3x^2+3x+1 >= floor(3x^2*(y/10)+3x*(y/10)^2+(y/10)^3)

So the method introduced in this strip will work for every positive integer smaller than 100.

Fun stuff.

Nice. Now go work on your thesis!!

I should mention that this trick is well known and has appeared in numerous books. It is also one that Scott Flansburg (http://scottflansburg.com/thc/media/video/morethanhuman/) has performed numerous times.

Well, I will. Eventually.

Didn't know this was a well known trick, first time I came across it.

Any1 here has some recommendations regarding websites where I can find some more of those neat tricks?

Met my highschool math teacher the other day and I enjoy tormenting him by now being a better calculator than he is (I used to be really bad at quickly doing actual calculations).

Given \emph{any} 6-digit number, the probability that your answer is correct is kinda nowhere dense, because most of the numbers are not perfect cubes at all.

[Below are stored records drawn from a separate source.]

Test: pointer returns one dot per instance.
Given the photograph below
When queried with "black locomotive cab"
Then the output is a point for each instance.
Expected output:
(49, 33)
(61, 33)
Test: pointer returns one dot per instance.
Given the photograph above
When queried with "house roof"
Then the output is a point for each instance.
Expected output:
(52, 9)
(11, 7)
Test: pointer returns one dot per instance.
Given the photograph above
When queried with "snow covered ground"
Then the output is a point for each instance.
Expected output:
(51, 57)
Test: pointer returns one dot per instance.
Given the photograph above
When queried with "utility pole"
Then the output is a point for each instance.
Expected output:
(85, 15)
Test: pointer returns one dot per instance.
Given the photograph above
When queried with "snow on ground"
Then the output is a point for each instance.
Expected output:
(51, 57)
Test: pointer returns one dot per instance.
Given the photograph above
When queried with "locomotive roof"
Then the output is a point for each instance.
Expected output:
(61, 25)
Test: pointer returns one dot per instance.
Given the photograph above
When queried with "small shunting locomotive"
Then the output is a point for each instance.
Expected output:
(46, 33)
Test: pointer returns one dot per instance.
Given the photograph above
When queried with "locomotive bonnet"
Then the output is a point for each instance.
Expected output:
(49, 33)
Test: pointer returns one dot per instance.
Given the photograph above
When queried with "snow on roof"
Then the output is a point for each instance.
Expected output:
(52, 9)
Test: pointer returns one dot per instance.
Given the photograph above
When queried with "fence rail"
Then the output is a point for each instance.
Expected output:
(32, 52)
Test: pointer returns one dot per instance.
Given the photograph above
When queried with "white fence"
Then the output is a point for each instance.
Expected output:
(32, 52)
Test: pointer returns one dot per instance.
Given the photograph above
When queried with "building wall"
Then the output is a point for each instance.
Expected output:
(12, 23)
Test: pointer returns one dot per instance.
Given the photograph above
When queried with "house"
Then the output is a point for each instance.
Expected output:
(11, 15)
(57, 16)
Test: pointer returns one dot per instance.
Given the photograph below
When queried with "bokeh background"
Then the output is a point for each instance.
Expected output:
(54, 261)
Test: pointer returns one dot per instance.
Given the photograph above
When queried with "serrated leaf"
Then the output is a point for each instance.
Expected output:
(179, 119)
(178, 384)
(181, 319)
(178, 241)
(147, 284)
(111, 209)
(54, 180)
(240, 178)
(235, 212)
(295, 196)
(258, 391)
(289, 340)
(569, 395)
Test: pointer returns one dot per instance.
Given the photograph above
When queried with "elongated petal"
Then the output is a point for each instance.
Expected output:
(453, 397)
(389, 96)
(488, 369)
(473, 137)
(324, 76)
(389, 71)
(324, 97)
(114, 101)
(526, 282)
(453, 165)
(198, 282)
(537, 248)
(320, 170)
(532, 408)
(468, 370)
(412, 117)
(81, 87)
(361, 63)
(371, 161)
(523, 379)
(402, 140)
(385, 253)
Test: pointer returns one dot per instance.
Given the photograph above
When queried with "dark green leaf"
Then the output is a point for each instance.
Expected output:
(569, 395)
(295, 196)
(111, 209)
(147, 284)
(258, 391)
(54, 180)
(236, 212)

Yup, but when you perform the trick you tell someone to take a 2 digit number and cube it on the calculator... they then read of the resulting 6 digit number and in less than a second you can name the 2 digit number they started with.

That is a nice trick, but only works up to 90^3 (729,000).

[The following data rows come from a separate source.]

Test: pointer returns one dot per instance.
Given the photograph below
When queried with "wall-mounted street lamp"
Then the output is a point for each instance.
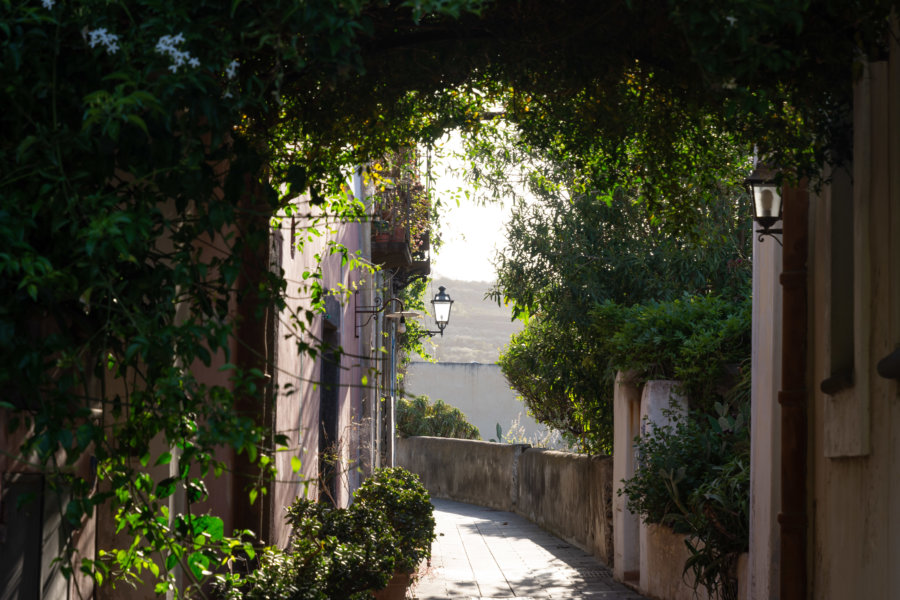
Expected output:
(378, 307)
(441, 304)
(766, 201)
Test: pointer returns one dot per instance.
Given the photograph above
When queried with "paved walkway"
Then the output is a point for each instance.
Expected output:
(481, 553)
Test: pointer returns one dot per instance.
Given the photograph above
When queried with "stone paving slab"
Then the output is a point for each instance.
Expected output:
(486, 554)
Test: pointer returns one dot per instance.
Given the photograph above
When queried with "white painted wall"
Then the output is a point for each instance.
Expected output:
(765, 419)
(479, 390)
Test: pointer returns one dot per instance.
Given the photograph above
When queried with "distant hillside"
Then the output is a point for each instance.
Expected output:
(478, 328)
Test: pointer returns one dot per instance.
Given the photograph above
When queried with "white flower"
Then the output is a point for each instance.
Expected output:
(110, 41)
(168, 45)
(231, 69)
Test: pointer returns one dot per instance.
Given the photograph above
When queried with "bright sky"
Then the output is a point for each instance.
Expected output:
(472, 234)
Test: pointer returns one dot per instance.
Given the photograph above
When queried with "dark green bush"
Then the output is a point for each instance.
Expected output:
(401, 496)
(359, 544)
(344, 553)
(694, 476)
(697, 340)
(419, 416)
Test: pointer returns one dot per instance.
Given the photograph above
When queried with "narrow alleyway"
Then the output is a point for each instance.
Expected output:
(481, 553)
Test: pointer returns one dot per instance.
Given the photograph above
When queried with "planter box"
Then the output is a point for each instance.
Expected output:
(396, 587)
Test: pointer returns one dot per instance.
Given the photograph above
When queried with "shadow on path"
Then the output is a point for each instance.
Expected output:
(483, 553)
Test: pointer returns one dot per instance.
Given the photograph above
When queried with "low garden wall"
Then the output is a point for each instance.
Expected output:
(567, 494)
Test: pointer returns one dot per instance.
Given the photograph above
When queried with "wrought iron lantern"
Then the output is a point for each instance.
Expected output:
(767, 203)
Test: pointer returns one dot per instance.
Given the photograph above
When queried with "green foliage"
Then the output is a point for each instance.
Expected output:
(697, 340)
(694, 475)
(404, 500)
(563, 380)
(333, 553)
(344, 553)
(137, 188)
(419, 416)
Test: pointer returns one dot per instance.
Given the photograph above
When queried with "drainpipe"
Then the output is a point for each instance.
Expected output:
(793, 396)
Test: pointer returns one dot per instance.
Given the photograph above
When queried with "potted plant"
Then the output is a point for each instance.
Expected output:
(405, 502)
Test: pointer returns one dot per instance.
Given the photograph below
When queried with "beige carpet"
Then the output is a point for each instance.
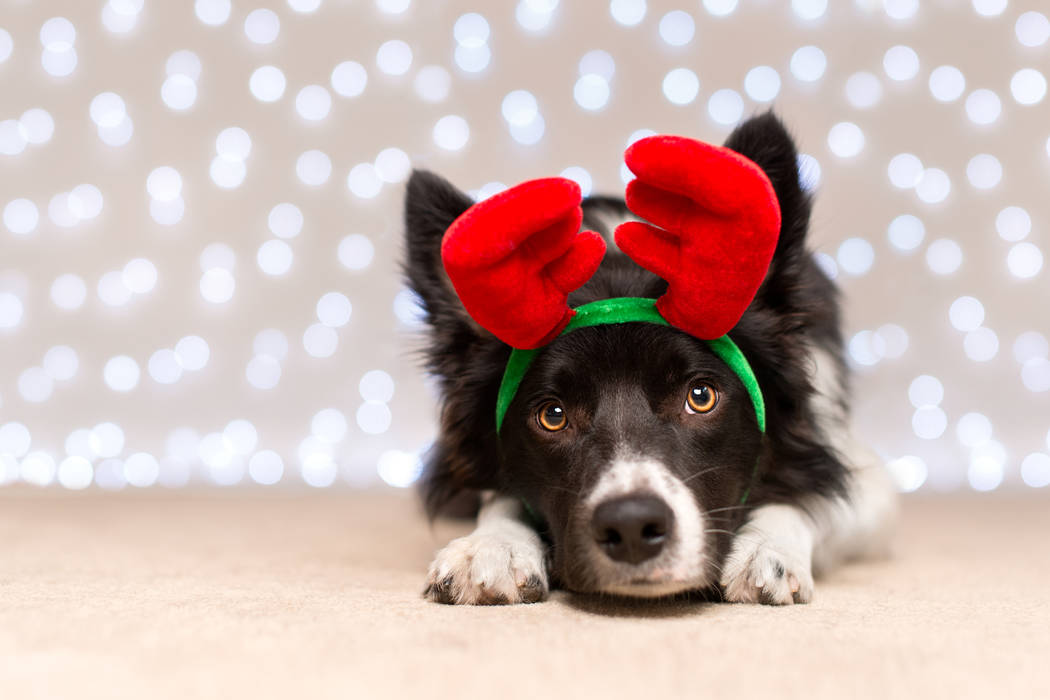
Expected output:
(154, 595)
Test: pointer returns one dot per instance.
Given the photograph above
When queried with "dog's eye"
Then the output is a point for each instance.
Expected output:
(551, 417)
(701, 399)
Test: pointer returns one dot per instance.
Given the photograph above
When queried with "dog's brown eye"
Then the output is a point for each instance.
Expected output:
(701, 399)
(552, 417)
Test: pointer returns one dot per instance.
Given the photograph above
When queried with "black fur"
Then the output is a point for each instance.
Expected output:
(795, 311)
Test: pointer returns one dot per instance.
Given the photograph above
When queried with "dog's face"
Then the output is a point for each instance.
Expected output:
(634, 443)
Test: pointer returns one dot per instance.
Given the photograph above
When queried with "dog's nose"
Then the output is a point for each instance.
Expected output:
(632, 529)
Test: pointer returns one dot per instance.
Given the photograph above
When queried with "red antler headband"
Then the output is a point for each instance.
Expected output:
(713, 217)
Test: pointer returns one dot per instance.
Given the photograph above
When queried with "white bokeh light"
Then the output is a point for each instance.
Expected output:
(261, 26)
(21, 216)
(164, 366)
(393, 165)
(845, 140)
(228, 173)
(1028, 86)
(473, 59)
(217, 285)
(966, 314)
(1032, 28)
(909, 472)
(263, 372)
(944, 256)
(981, 344)
(762, 83)
(597, 62)
(61, 362)
(432, 83)
(450, 132)
(856, 256)
(121, 374)
(313, 103)
(356, 252)
(929, 422)
(274, 257)
(863, 89)
(179, 91)
(212, 13)
(285, 220)
(989, 7)
(470, 29)
(677, 27)
(933, 187)
(809, 63)
(394, 58)
(349, 79)
(334, 310)
(11, 310)
(1024, 260)
(329, 425)
(905, 170)
(946, 83)
(726, 106)
(267, 84)
(68, 292)
(627, 13)
(809, 9)
(376, 385)
(363, 181)
(192, 353)
(592, 92)
(1013, 224)
(680, 86)
(184, 62)
(1035, 470)
(984, 171)
(374, 418)
(320, 341)
(313, 168)
(983, 106)
(901, 63)
(266, 467)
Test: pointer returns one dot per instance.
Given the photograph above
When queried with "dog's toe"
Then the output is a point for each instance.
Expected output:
(488, 569)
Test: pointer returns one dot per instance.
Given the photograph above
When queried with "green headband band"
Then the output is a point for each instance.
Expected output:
(626, 310)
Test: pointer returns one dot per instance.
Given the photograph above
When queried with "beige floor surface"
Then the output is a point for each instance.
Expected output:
(316, 595)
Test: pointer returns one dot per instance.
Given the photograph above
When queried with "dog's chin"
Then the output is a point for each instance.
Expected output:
(647, 589)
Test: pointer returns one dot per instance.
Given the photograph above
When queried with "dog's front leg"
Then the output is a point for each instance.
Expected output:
(502, 561)
(771, 558)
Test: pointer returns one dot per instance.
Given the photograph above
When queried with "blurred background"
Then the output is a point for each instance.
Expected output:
(201, 212)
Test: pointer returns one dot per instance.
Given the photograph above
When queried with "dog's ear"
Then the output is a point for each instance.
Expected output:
(467, 360)
(765, 141)
(431, 205)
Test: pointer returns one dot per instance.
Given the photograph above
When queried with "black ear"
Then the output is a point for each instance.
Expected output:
(431, 205)
(795, 313)
(466, 360)
(765, 141)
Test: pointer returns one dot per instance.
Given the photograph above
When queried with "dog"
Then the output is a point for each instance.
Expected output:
(641, 497)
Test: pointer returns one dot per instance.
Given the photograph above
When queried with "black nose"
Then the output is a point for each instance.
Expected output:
(632, 529)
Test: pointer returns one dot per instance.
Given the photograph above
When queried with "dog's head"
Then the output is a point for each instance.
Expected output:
(632, 444)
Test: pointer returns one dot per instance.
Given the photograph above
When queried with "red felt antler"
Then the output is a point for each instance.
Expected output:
(716, 221)
(515, 257)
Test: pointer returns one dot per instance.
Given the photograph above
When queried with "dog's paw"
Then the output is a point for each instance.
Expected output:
(756, 571)
(488, 569)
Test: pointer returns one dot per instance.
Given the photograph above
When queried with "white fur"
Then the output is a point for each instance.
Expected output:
(821, 532)
(679, 566)
(501, 561)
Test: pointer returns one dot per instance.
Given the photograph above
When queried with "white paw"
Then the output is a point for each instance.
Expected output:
(489, 568)
(757, 571)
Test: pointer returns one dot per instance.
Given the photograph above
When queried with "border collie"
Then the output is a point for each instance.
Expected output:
(639, 502)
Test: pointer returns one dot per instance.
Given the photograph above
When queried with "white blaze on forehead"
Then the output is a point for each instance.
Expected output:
(630, 474)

For any number bigger than 90^3 it fails.

91^3 = 753,571. By the table the number should be 98.

92^3 = 778,688. By the table the number should be 98.

You can try. I checked up to 99^3 and all failed.

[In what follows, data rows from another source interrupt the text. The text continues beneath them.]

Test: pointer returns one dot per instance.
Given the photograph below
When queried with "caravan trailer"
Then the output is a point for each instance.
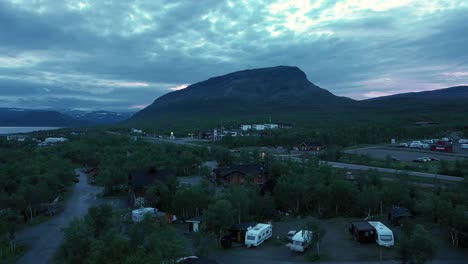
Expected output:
(301, 241)
(362, 232)
(256, 235)
(384, 234)
(139, 214)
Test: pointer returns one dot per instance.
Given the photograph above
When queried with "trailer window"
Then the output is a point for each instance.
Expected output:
(386, 238)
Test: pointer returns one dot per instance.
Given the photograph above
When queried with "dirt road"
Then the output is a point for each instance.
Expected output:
(44, 239)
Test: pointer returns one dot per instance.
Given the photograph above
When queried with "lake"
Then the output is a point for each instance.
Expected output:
(14, 130)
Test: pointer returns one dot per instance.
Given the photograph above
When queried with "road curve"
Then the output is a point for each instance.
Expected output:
(387, 170)
(44, 239)
(333, 164)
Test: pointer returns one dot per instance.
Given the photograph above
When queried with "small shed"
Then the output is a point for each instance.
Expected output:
(397, 214)
(194, 223)
(237, 232)
(362, 231)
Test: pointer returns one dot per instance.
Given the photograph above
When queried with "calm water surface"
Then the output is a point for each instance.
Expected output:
(14, 130)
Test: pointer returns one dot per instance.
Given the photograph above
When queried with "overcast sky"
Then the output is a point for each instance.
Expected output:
(122, 55)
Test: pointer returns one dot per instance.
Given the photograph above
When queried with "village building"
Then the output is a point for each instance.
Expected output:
(239, 174)
(139, 180)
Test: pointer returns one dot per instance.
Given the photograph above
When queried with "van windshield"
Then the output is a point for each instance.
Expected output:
(386, 238)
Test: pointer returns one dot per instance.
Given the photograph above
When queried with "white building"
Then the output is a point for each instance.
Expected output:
(384, 234)
(258, 127)
(245, 127)
(55, 140)
(301, 241)
(138, 131)
(271, 126)
(258, 234)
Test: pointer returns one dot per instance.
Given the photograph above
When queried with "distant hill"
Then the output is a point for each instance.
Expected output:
(98, 117)
(280, 92)
(28, 117)
(284, 94)
(66, 118)
(442, 100)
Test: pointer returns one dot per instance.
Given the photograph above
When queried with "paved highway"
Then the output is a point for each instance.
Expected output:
(188, 142)
(363, 167)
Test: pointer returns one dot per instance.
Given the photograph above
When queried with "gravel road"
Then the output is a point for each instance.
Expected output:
(45, 239)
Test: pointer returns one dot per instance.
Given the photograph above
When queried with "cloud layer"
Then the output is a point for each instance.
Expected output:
(121, 55)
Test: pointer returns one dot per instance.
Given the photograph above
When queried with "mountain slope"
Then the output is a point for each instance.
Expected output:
(98, 117)
(276, 90)
(28, 117)
(448, 99)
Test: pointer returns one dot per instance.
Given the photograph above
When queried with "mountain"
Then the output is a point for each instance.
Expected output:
(283, 94)
(28, 117)
(98, 117)
(448, 99)
(248, 93)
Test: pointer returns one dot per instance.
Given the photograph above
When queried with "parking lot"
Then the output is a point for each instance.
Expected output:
(337, 245)
(407, 154)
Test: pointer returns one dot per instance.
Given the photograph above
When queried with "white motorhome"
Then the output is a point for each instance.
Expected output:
(301, 241)
(256, 235)
(139, 214)
(416, 144)
(384, 235)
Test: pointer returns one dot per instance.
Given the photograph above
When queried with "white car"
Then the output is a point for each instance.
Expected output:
(416, 144)
(426, 159)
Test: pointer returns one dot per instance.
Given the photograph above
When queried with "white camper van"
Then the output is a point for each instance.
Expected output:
(256, 235)
(384, 234)
(301, 241)
(139, 214)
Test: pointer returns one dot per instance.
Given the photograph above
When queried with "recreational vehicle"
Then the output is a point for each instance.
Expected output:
(301, 241)
(362, 231)
(384, 234)
(256, 235)
(139, 214)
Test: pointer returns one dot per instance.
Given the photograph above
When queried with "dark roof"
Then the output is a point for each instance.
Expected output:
(400, 212)
(268, 186)
(312, 144)
(195, 219)
(249, 168)
(362, 225)
(146, 177)
(198, 261)
(242, 226)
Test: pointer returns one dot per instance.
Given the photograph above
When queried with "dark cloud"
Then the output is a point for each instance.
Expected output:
(122, 54)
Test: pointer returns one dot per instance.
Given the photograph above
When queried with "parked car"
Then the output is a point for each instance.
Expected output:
(416, 144)
(291, 234)
(420, 160)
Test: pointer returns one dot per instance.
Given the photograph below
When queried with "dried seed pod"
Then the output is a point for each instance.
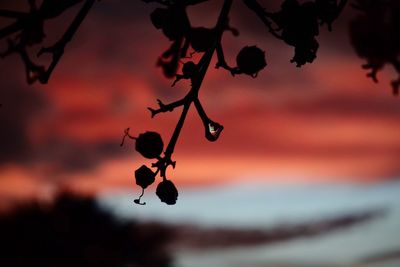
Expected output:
(144, 176)
(149, 144)
(167, 192)
(201, 39)
(189, 69)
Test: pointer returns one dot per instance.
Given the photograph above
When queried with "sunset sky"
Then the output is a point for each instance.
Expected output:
(323, 122)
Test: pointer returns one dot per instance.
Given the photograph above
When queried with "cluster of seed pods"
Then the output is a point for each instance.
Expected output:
(298, 25)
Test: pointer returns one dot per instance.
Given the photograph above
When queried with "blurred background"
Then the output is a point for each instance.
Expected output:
(305, 173)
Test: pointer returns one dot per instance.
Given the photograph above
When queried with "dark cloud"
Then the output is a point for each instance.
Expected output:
(191, 237)
(20, 106)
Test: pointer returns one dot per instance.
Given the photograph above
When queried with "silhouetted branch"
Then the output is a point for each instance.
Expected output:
(262, 14)
(57, 50)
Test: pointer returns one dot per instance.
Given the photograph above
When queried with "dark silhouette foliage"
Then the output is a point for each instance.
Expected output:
(375, 35)
(74, 231)
(297, 23)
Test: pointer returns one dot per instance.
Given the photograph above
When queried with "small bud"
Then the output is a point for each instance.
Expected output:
(213, 130)
(150, 145)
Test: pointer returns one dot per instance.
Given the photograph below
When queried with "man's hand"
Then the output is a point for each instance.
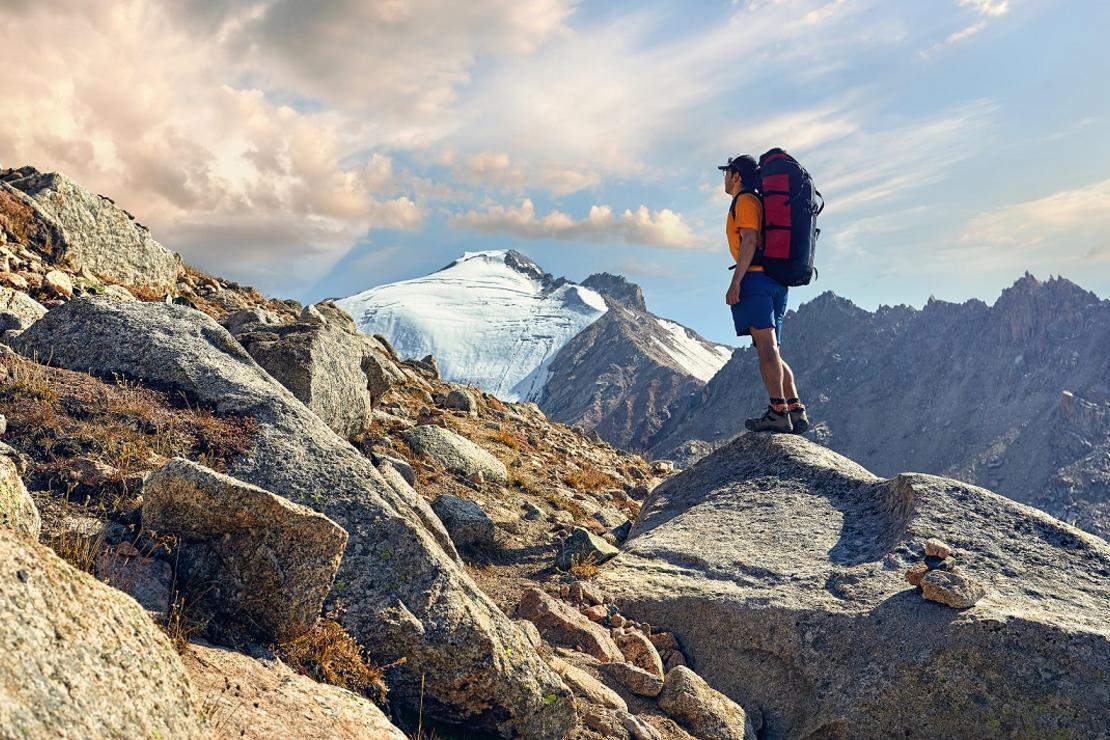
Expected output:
(734, 294)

Regards... Walter from Brazil.

Ehh no?

1^3 ends in 1, so does 91^3

2^3 ends in 8, so does 92^3

3^3 ends in 7, so does 93^3

...

and since 91^3 > 729000 and 99^3

Walter from Brazil, you are wrong.

far easier way to do this - the last digit corresponds to the last digit of the cubed number - x4 cubed always gives a number ending in 4 - however, for 2,3,7, and 8, it is slightly differnt - 8's are 2's, 2's are 8's, 7's are 3's, 3's are 7's. the first digit of the number is found as you suggested. to use walters example, 92^3 = 778688, 8 = 2, so ends in 2. 778 > 729, therefore 92

Please look at the item 4 in the figure. The method is different from the item 3.

That walter guy is wrong, it still applies after that.

awesome trick dude.... hope it works for other numbers other than that

nice trick.... awesome

WHOOAAA this is sooo cool!! Awesome lol.

this "trick" doesnt help at all unless you memorize the 6 digit perfect cubes

Wow! That comes in handy to know day to day.

I use it in work like...........never.

6+4=THIIS IS FASYY

Umm... I've tried it several times so far with different 6 digit numbers and all of them have failed to be correct.

According to your table:

The cube root of 189677 should be:

189 - Between 5 and 6, take 5

677 - Ends in 7, therefore take 3

That makes 53, but the correct answer is actually 57.

Another random attempt:

282410

282 - Between 6 and 7, take 6

410 - Ends in 0, therefore take 0

That gives us 60, however the correct answer is 65.6

Not really impressive enough if it even fails to come close to the target number. It sure my be useful to work out estimates, but as for suprising your friends, it doesn't really work at all!

Umm... I've tried it several times so far with different 6 digit numbers and all of them have failed to be correct.

According to your table:

The cube root of 189677 should be:

189 - Between 5 and 6, take 5

677 - Ends in 7, therefore take 3

That makes 53, but the correct answer is actually 57.

Another random attempt:

282410

282 - Between 6 and 7, take 6

410 - Ends in 0, therefore take 0

That gives us 60, however the correct answer is 65.6

Not really impressive enough if it even fails to come close to the target number. It sure my be useful to work out estimates, but as for suprising your friends, it doesn't really work at all!

The comic says 'This trick works for six-digit perfect cubes.' Your two numbers are not perfect cubes.

Please, tell me you are not serious

Cool, didn't know that trick :)

It seems to work because n^3 covers every residue mod 10. That's how we know the last digit.

So, cuberoot1953125=125, 9th root1953125=cuberootcuberoot1953125=5.